Thursday, January 26, 2012


ALICE IN WONDERLAND has been adapted into so many different films, it’s hard to keep track of which version makes her a prostitute and which one makes the mad hatter a black woman. But no matter how many times people re-imagine the story to make it unnecessarily hip, the dream logic and peculiarity of the source material always gives it something to latch on to. This early silent film is no different. For a good fifteen hallucinatory minutes, Alice wanders through Wonderland and meets a few of the classic characters. What makes this adaptation so special is the ingenuity involved in using turn-of-the-century technology to create fantastical creatures.

Take the White Rabbit, for example. Hes a guy in a suit, not unlike the Donnie Darko rabbit, or that serial killer I dreamed about last Tuesday.

Then we have a scene where Alice changes sizes and finds a series of increasingly tiny doors that she will have to squeeze through. No computer technology here. Just a curtain.

And the magically disappearing, reappearing Cheshire Cat… hes a real cat sitting on a branch. Who disappears. They paid their animal starts a lot of money back then.

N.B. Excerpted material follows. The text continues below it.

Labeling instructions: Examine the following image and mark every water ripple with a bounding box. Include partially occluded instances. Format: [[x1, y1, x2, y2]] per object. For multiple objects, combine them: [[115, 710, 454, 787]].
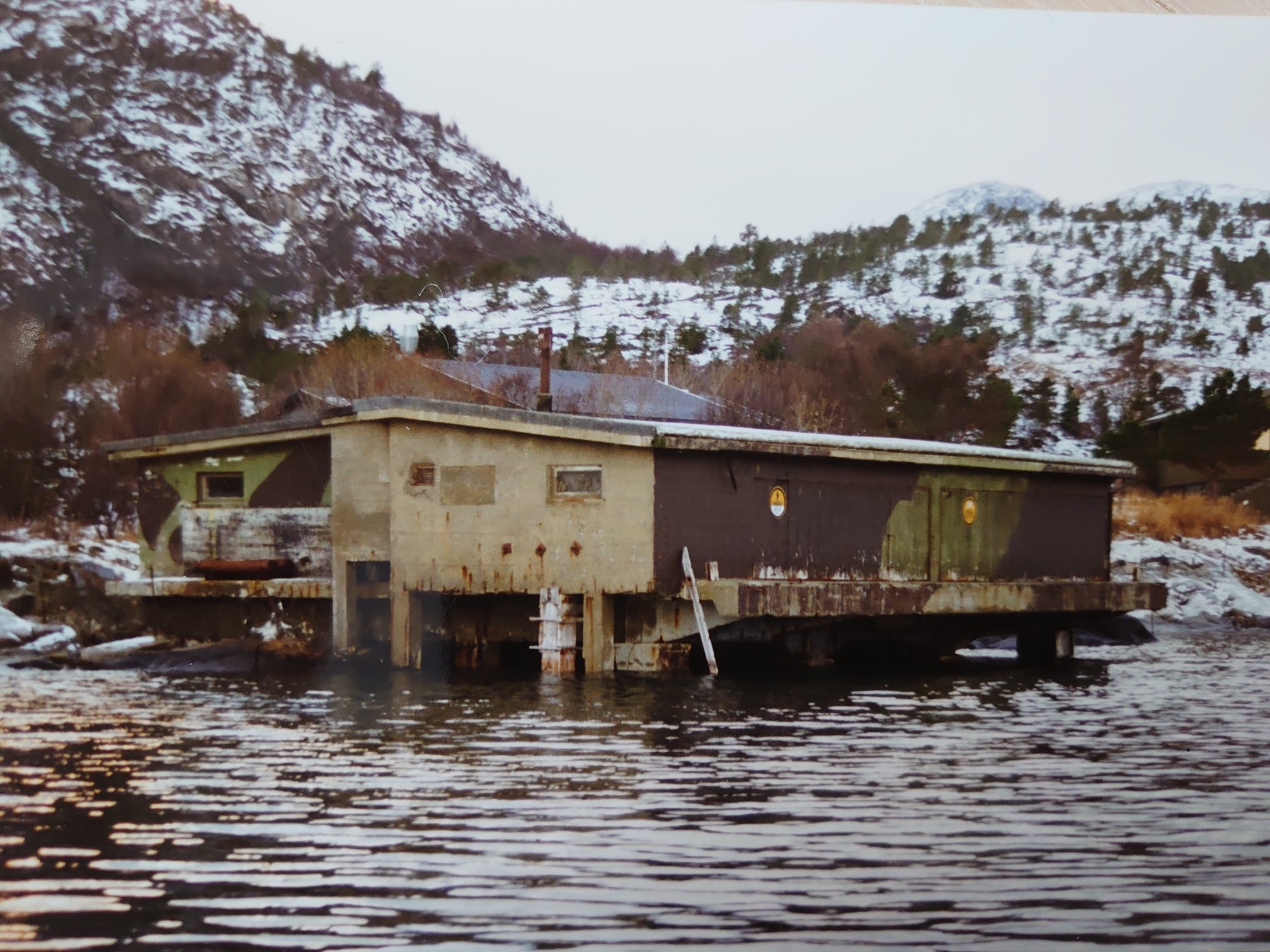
[[0, 632, 1270, 952]]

If the scene involves too many special effects, the filmmakers just use a title card. If only Lord of the Rings did that. The entire trilogy would have been twenty minutes long.

My favorite scene in the whole film is the end, when all of Wonderland goes insane and chases after Alice. As you can see, dozens of people are dressed like cards and chase Alice until she reawakens in a park. See? That’s all you need to make a good Alice in Wonderland. Take a note, Tim Burton.